We don't send out a lot of our repairs, I'd say maybe only 1 in 20 repairs is an RMA, and that's pretty exclusively ETC, Telex (although I recently made some telex adapters so we now have the correct gear to test them in house), and Sennheiser products. All soldering repairs are done in house, and we make most of our own cable. Today I'm working on a few Mac TW1s by myself, with just a touch of guidance here and there. After those I get to try my hand on a few Robe movers next.

Any recommendations on higher level gear to work on if I get the chance?
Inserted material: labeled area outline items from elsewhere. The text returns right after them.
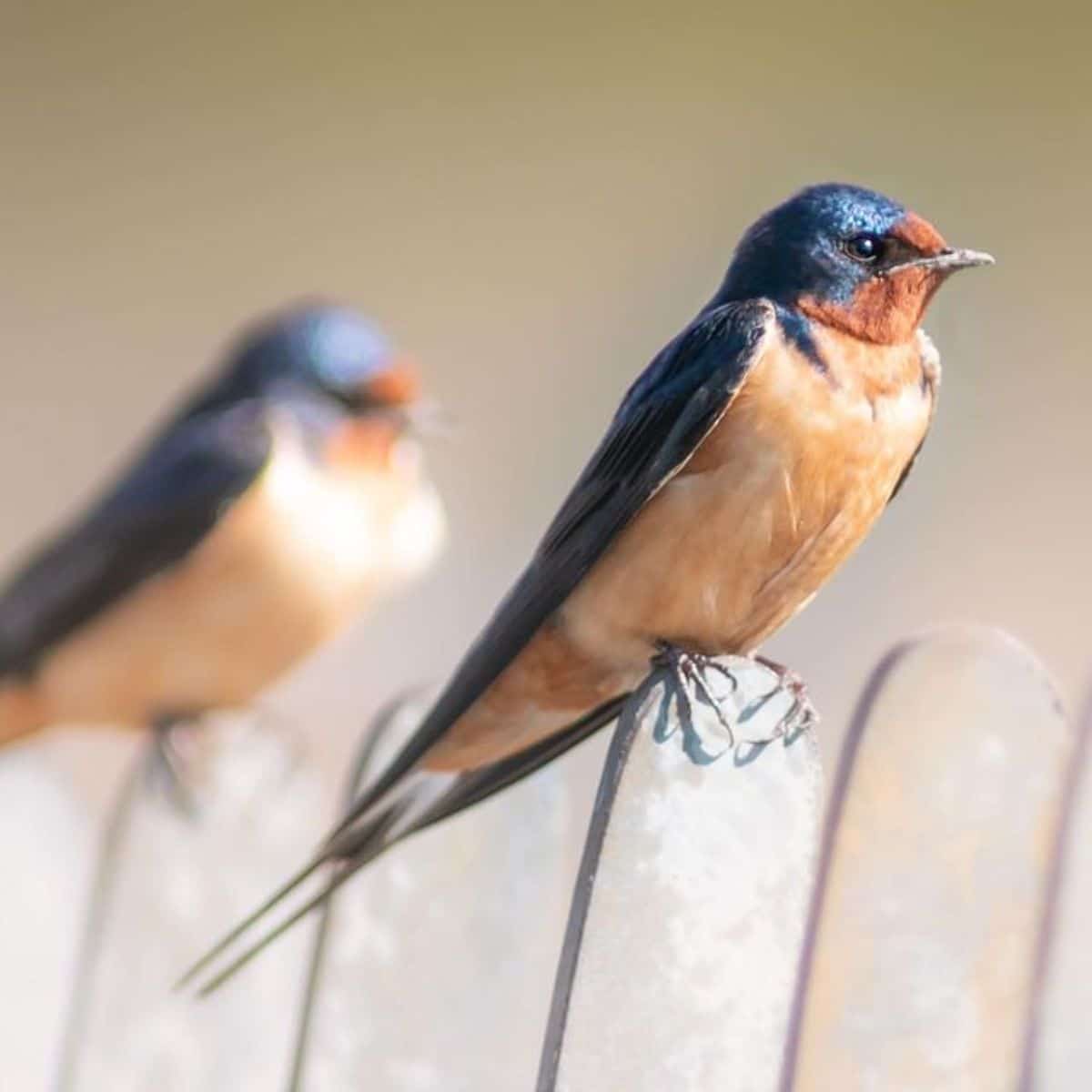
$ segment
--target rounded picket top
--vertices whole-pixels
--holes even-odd
[[[998,631],[880,665],[834,786],[784,1092],[1019,1087],[1073,741]]]
[[[418,696],[369,728],[349,798],[427,708]],[[290,1089],[530,1087],[586,822],[574,760],[414,834],[330,900]]]
[[[619,720],[538,1092],[776,1085],[821,778],[811,732],[761,743],[746,727],[778,680],[749,662],[735,674],[734,733],[698,702],[693,724],[678,723],[678,707],[655,686]]]
[[[307,930],[200,1004],[171,988],[225,922],[264,898],[324,821],[296,726],[261,711],[194,728],[187,800],[151,748],[115,802],[85,923],[58,1092],[280,1087],[290,1063]]]
[[[1021,1092],[1083,1092],[1092,1072],[1092,699],[1064,797]]]

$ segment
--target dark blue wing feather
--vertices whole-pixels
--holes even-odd
[[[43,655],[136,584],[185,557],[261,472],[257,401],[183,417],[0,591],[0,676]]]
[[[404,776],[565,602],[615,536],[720,420],[773,319],[761,300],[703,312],[633,383],[531,563],[448,686],[344,826]]]

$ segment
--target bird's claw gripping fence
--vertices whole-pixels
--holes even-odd
[[[735,728],[760,670],[720,693]],[[688,726],[672,686],[650,678],[605,763],[582,748],[412,839],[205,1002],[169,983],[313,845],[311,763],[244,733],[230,806],[119,802],[60,1089],[1087,1087],[1089,728],[1026,651],[947,630],[891,653],[826,823],[814,733],[729,732],[701,700]],[[263,747],[259,820],[239,802]]]

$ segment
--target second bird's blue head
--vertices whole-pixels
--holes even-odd
[[[762,297],[864,341],[898,344],[947,276],[992,261],[949,247],[882,193],[812,186],[748,229],[714,302]]]
[[[190,412],[268,397],[324,404],[353,415],[393,415],[418,395],[415,363],[375,323],[346,307],[307,304],[244,331]]]

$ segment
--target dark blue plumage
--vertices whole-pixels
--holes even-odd
[[[105,494],[0,589],[0,684],[32,674],[204,539],[264,467],[271,407],[322,434],[366,408],[368,381],[390,363],[387,339],[341,307],[294,308],[245,334]]]
[[[811,187],[762,216],[713,299],[632,383],[416,733],[308,865],[188,977],[322,865],[337,866],[328,886],[206,989],[403,838],[585,738],[650,656],[684,688],[685,664],[755,654],[898,487],[931,418],[925,306],[950,272],[989,261],[854,186]],[[795,688],[786,719],[806,723],[803,685],[763,663]],[[680,719],[692,700],[678,690]]]
[[[772,209],[744,235],[716,304],[764,297],[792,306],[802,296],[845,302],[875,271],[845,250],[848,240],[885,236],[903,205],[858,186],[812,186]]]

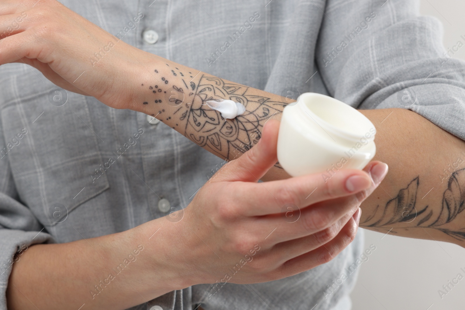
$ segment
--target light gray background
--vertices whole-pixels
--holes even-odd
[[[421,0],[423,15],[444,25],[446,48],[465,37],[465,1]],[[465,46],[453,56],[465,59]],[[465,249],[444,242],[396,237],[365,230],[365,248],[376,250],[359,267],[352,293],[353,310],[453,310],[465,309],[465,278],[442,299],[438,290],[461,273],[465,277]],[[451,286],[452,287],[452,286]],[[428,308],[428,307],[429,307]]]

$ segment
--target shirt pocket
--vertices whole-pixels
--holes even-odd
[[[0,160],[9,162],[19,200],[51,226],[110,186],[106,174],[95,177],[103,140],[85,97],[33,73],[2,83]]]

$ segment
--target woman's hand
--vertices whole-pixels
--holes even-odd
[[[0,65],[30,65],[60,87],[116,108],[127,107],[138,59],[148,54],[55,0],[0,2]]]
[[[270,120],[257,145],[217,171],[178,211],[184,212],[181,220],[165,219],[162,229],[174,235],[166,269],[176,266],[189,279],[185,285],[289,277],[327,263],[355,237],[359,206],[387,166],[367,166],[380,175],[376,184],[369,171],[352,169],[341,169],[326,182],[317,173],[257,183],[277,161],[278,124]]]

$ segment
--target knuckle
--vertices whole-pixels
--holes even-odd
[[[222,221],[227,221],[237,216],[237,209],[234,204],[227,202],[219,203],[217,212],[219,219]]]
[[[278,203],[281,205],[287,204],[292,204],[297,205],[299,203],[299,199],[295,194],[295,190],[288,186],[279,187],[277,191],[276,197],[278,200]]]
[[[334,239],[337,234],[337,228],[333,225],[315,234],[315,237],[318,241],[325,244]]]
[[[247,264],[249,269],[253,273],[264,274],[269,271],[270,264],[264,259],[255,258]]]
[[[309,231],[323,231],[328,227],[330,218],[327,212],[319,211],[309,212],[304,217],[303,225]]]
[[[333,251],[325,250],[319,255],[317,261],[319,264],[329,263],[336,257],[336,254]]]
[[[233,249],[234,252],[244,257],[249,254],[251,249],[253,249],[253,245],[256,244],[254,240],[250,237],[238,236],[233,241]]]
[[[369,196],[370,193],[368,190],[365,190],[365,191],[359,191],[354,195],[355,198],[355,200],[357,204],[361,204],[363,202],[366,198]]]
[[[334,183],[332,178],[330,179],[329,180],[324,183],[323,191],[325,197],[332,198],[338,196],[336,185]]]

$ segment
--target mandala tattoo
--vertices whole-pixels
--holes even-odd
[[[174,70],[172,73],[177,74]],[[253,94],[253,89],[211,76],[202,75],[197,83],[182,80],[183,85],[173,86],[164,93],[168,104],[176,108],[171,116],[177,120],[178,127],[175,129],[226,160],[238,157],[258,142],[266,120],[281,113],[287,104]],[[225,119],[205,103],[221,99],[242,104],[245,113]]]
[[[384,208],[378,205],[360,225],[392,227],[399,223],[410,223],[410,227],[434,228],[458,240],[465,240],[465,229],[457,231],[447,228],[447,224],[465,209],[465,169],[451,175],[447,189],[443,195],[440,211],[436,216],[429,205],[417,209],[419,182],[418,177],[412,180],[407,187],[399,191],[397,197],[388,201]]]

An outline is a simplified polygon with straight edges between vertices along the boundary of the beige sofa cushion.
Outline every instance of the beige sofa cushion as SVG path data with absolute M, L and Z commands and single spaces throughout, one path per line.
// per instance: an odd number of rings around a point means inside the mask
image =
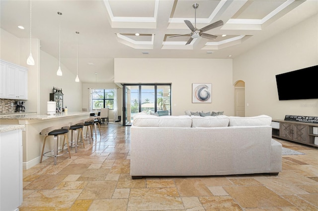
M 192 120 L 187 115 L 157 116 L 136 114 L 134 116 L 133 125 L 138 127 L 191 127 Z
M 230 116 L 229 126 L 270 125 L 272 117 L 267 115 L 250 117 Z
M 228 116 L 191 116 L 192 127 L 227 127 L 229 125 Z
M 183 116 L 159 116 L 158 127 L 191 127 L 192 121 L 191 117 Z

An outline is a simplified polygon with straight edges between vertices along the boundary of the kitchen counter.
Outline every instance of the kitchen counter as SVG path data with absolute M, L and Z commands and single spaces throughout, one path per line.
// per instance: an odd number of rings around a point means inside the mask
M 9 132 L 12 130 L 24 130 L 25 126 L 24 125 L 0 125 L 0 133 Z
M 40 162 L 44 139 L 44 136 L 40 135 L 42 130 L 88 118 L 90 113 L 88 111 L 69 111 L 67 114 L 58 113 L 54 115 L 34 113 L 1 115 L 0 125 L 4 130 L 19 127 L 17 125 L 25 126 L 24 131 L 22 131 L 22 165 L 23 169 L 28 169 Z M 49 141 L 45 146 L 46 150 L 53 149 L 52 142 Z
M 55 114 L 41 114 L 35 113 L 14 113 L 10 114 L 5 114 L 0 115 L 0 120 L 44 120 L 54 119 L 56 118 L 62 118 L 65 117 L 75 116 L 78 115 L 82 115 L 83 114 L 89 115 L 90 112 L 87 111 L 74 111 L 68 112 L 67 114 L 65 113 L 57 113 Z

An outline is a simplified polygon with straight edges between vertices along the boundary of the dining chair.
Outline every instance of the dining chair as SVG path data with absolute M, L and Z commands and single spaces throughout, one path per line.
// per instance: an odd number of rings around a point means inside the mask
M 105 119 L 106 119 L 106 123 L 108 124 L 109 120 L 108 119 L 108 107 L 100 108 L 100 119 L 102 120 L 102 124 L 105 123 Z

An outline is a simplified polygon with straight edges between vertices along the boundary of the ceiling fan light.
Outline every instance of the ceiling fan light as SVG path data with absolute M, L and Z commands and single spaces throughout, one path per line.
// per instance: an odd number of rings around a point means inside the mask
M 191 36 L 191 37 L 193 39 L 198 38 L 200 37 L 200 35 L 198 34 L 193 34 Z
M 31 52 L 30 52 L 30 55 L 29 55 L 28 59 L 26 60 L 26 63 L 29 65 L 34 65 L 34 59 L 33 59 L 33 57 L 32 56 Z
M 59 76 L 62 76 L 62 70 L 61 70 L 61 66 L 59 66 L 59 69 L 58 69 L 58 71 L 56 72 L 56 74 Z

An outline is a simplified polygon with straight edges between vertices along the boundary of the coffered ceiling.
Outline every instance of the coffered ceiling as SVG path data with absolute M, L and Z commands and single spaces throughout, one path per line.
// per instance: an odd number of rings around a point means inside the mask
M 0 2 L 1 28 L 29 38 L 30 1 Z M 196 22 L 195 3 L 199 4 Z M 58 58 L 61 20 L 61 62 L 76 74 L 78 39 L 81 81 L 109 83 L 114 80 L 114 58 L 234 58 L 317 13 L 318 4 L 316 0 L 32 0 L 32 34 L 40 40 L 41 50 Z M 184 20 L 198 29 L 219 20 L 224 24 L 205 32 L 217 36 L 215 40 L 199 37 L 186 45 L 188 36 L 169 37 L 191 32 Z

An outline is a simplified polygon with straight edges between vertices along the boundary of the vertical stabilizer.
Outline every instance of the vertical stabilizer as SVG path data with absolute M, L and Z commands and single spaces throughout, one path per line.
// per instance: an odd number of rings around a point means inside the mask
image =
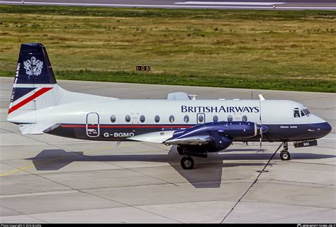
M 21 44 L 8 118 L 52 106 L 60 89 L 45 46 Z

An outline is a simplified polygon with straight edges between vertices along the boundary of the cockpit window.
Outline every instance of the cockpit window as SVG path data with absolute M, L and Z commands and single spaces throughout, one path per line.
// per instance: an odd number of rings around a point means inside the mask
M 310 111 L 308 111 L 308 109 L 303 109 L 303 113 L 305 113 L 305 114 L 306 114 L 306 115 L 310 114 Z
M 294 110 L 294 118 L 299 118 L 300 117 L 300 112 L 298 111 L 298 109 L 295 109 Z

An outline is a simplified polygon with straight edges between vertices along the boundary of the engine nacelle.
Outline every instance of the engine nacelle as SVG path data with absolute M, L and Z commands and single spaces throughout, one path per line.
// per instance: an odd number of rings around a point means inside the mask
M 202 149 L 206 149 L 208 152 L 214 152 L 228 148 L 234 139 L 254 137 L 259 132 L 259 127 L 253 122 L 211 122 L 197 125 L 193 128 L 177 131 L 172 139 L 182 140 L 184 138 L 206 138 L 210 142 L 204 145 L 186 145 L 181 146 L 191 150 L 201 150 Z

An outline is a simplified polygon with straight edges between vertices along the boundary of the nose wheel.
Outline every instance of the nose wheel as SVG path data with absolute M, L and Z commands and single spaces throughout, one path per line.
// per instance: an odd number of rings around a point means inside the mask
M 281 160 L 288 161 L 291 160 L 291 154 L 289 152 L 288 143 L 284 143 L 284 149 L 280 152 L 280 158 Z
M 181 159 L 181 166 L 184 170 L 191 170 L 194 168 L 195 162 L 194 159 L 190 156 L 186 156 Z

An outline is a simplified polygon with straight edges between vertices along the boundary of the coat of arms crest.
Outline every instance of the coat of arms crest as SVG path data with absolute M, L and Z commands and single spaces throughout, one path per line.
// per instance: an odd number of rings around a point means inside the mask
M 43 66 L 43 62 L 37 60 L 35 57 L 31 57 L 30 60 L 28 60 L 23 62 L 24 68 L 26 69 L 26 73 L 29 75 L 38 76 L 42 72 L 42 67 Z

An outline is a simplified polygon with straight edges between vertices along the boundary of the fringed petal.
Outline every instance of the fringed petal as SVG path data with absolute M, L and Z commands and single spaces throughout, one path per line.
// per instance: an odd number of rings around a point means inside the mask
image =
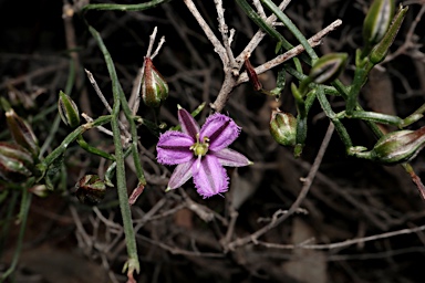
M 188 179 L 190 179 L 191 166 L 193 166 L 195 159 L 196 158 L 194 157 L 190 161 L 179 164 L 176 166 L 176 168 L 173 171 L 172 177 L 169 177 L 167 190 L 177 189 L 178 187 L 182 187 Z
M 194 117 L 191 117 L 190 113 L 184 108 L 179 108 L 178 120 L 180 122 L 183 133 L 196 138 L 196 135 L 199 133 L 199 125 Z
M 195 161 L 193 167 L 197 167 Z M 194 182 L 197 191 L 204 198 L 227 191 L 229 186 L 229 177 L 225 168 L 212 155 L 204 156 L 199 163 L 199 168 L 193 168 Z

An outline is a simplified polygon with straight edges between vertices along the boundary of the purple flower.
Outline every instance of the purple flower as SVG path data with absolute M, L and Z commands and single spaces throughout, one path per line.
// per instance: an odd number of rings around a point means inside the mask
M 159 137 L 158 163 L 177 165 L 167 190 L 184 185 L 190 177 L 204 198 L 227 191 L 229 177 L 222 166 L 241 167 L 252 164 L 243 155 L 227 148 L 239 136 L 240 127 L 228 116 L 214 114 L 199 130 L 191 115 L 178 109 L 182 132 L 167 130 Z

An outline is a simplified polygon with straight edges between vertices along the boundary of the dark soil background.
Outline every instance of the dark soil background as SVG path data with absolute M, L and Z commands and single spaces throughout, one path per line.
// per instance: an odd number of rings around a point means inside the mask
M 75 0 L 73 4 L 81 2 Z M 313 35 L 335 19 L 343 21 L 317 52 L 320 55 L 348 52 L 350 62 L 341 81 L 349 84 L 355 49 L 362 44 L 362 22 L 370 1 L 292 2 L 286 11 L 305 36 Z M 218 35 L 214 1 L 195 3 Z M 401 117 L 425 103 L 425 20 L 422 17 L 425 3 L 403 3 L 410 4 L 410 10 L 388 61 L 376 67 L 360 97 L 366 109 Z M 258 28 L 234 1 L 225 1 L 225 8 L 229 28 L 236 29 L 232 48 L 238 54 Z M 167 125 L 177 123 L 177 104 L 193 111 L 203 102 L 208 105 L 215 101 L 222 83 L 222 66 L 183 1 L 173 0 L 143 12 L 89 11 L 84 19 L 75 13 L 68 25 L 75 34 L 73 42 L 66 41 L 70 33 L 65 33 L 62 9 L 62 1 L 0 0 L 0 95 L 30 122 L 40 144 L 51 135 L 58 115 L 58 94 L 65 88 L 70 73 L 74 72 L 76 77 L 69 95 L 80 112 L 92 117 L 107 113 L 84 69 L 93 73 L 112 103 L 111 80 L 103 55 L 84 21 L 101 33 L 128 96 L 143 64 L 149 35 L 155 27 L 158 28 L 158 38 L 164 35 L 166 42 L 154 64 L 170 88 L 160 116 Z M 296 42 L 284 28 L 278 29 Z M 257 66 L 271 60 L 274 45 L 276 42 L 266 38 L 251 55 L 251 63 Z M 75 71 L 71 69 L 70 54 L 77 54 L 80 64 Z M 260 75 L 266 88 L 274 87 L 278 70 Z M 226 241 L 249 237 L 273 221 L 277 211 L 284 213 L 289 209 L 326 133 L 329 119 L 317 103 L 311 111 L 307 146 L 301 158 L 296 159 L 291 148 L 281 147 L 271 138 L 268 129 L 271 109 L 280 104 L 281 109 L 296 113 L 290 82 L 292 78 L 288 77 L 279 103 L 255 92 L 250 84 L 232 92 L 224 112 L 242 127 L 242 133 L 231 148 L 245 154 L 255 165 L 228 169 L 231 186 L 225 198 L 201 199 L 191 181 L 180 190 L 165 193 L 173 168 L 156 163 L 157 138 L 145 127 L 139 127 L 148 186 L 133 206 L 141 260 L 137 282 L 425 281 L 425 202 L 415 185 L 400 166 L 384 167 L 346 157 L 336 134 L 297 213 L 261 235 L 259 242 L 225 251 Z M 332 106 L 338 112 L 344 104 L 334 98 Z M 198 120 L 203 122 L 209 111 L 207 106 Z M 7 140 L 10 136 L 4 113 L 0 111 L 0 139 Z M 152 111 L 144 105 L 138 115 L 153 119 Z M 355 145 L 373 146 L 375 138 L 365 124 L 349 120 L 345 125 Z M 421 119 L 410 128 L 424 125 Z M 70 129 L 61 123 L 53 133 L 48 153 L 69 133 Z M 112 138 L 100 132 L 91 130 L 86 139 L 103 150 L 114 150 Z M 80 203 L 74 196 L 79 178 L 85 174 L 102 176 L 108 164 L 75 144 L 66 151 L 65 165 L 58 190 L 46 198 L 33 198 L 14 282 L 125 282 L 121 270 L 126 250 L 115 190 L 108 189 L 96 208 Z M 412 161 L 412 166 L 424 180 L 424 153 Z M 137 182 L 131 167 L 127 178 L 131 192 Z M 14 213 L 18 211 L 17 207 Z M 0 208 L 0 212 L 1 217 L 7 216 L 4 208 Z M 232 218 L 236 212 L 238 216 Z M 229 231 L 232 220 L 236 223 Z M 1 247 L 0 273 L 10 264 L 18 228 L 2 235 L 7 244 Z M 407 230 L 397 235 L 384 234 L 402 229 Z M 376 239 L 333 245 L 365 237 Z M 292 245 L 300 243 L 320 245 L 317 249 Z

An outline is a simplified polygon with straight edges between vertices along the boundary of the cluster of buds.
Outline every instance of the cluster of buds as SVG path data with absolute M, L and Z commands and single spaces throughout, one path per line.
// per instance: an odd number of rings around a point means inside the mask
M 382 164 L 403 164 L 412 160 L 425 146 L 425 126 L 416 130 L 396 130 L 381 137 L 370 157 Z

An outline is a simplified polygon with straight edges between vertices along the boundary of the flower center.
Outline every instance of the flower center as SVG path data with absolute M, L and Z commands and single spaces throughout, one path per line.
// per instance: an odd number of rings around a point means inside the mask
M 191 145 L 189 149 L 194 151 L 195 156 L 200 158 L 208 153 L 208 147 L 209 147 L 208 142 L 209 142 L 208 137 L 204 137 L 204 140 L 199 142 L 199 133 L 198 133 L 196 134 L 196 143 Z

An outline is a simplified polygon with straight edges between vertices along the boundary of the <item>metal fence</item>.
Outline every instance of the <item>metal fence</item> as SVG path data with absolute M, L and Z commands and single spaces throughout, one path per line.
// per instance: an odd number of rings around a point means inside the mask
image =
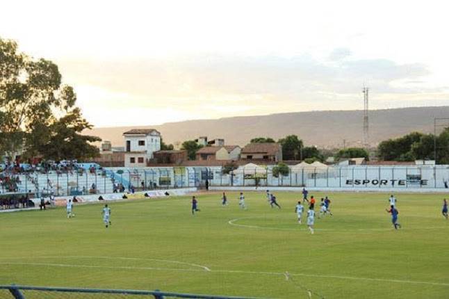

I'd love to take classes but unfortunately can't afford them without company support or some sort of money miracle.


----------



## DuckJordan (Jun 27, 2013)

You are making less than our first day stage hands (pushing box type guys) make. Were also located in South Dakota which has a very low cost of living. Its also not hard to find the labor to do so. Granted you get benefits which could potentially cost close to $2 to $3 an hour (which would put you right where our hands are). Honestly I'd ask for a dollar raise. Yeah its not quite what the warehouse guys make but you are also in a more comfy position and get benefits that they may not receive. All this is based upon what you've told us so take with a grain of salt. A competent repair tech (not a solder monkey) should make about $16/hr without benefits in my area(with benefits take $2 off/hr).


----------



## randiculous (Jun 28, 2013)

Thanks for your help everyone, I'm going ask for a few minute to speak with my boss today about my progress, etc since today's my 90-day mark. I've got a mental list of all the things I've learned since taking this job, and I'm thinking if I go in hoping for $13 I'll be able to leave with $12 (and I'd still be low-balling what looks like a good rate for my area and duties ~14/hr). I really love this job and I'm confident that I can keep improving how our repairs department functions, especially if I keep learning new repairs at the rate I have been so far. I just hope I'm able to articulate my points well enough, negotiation has never been my strong suit. Wish me luck!


----------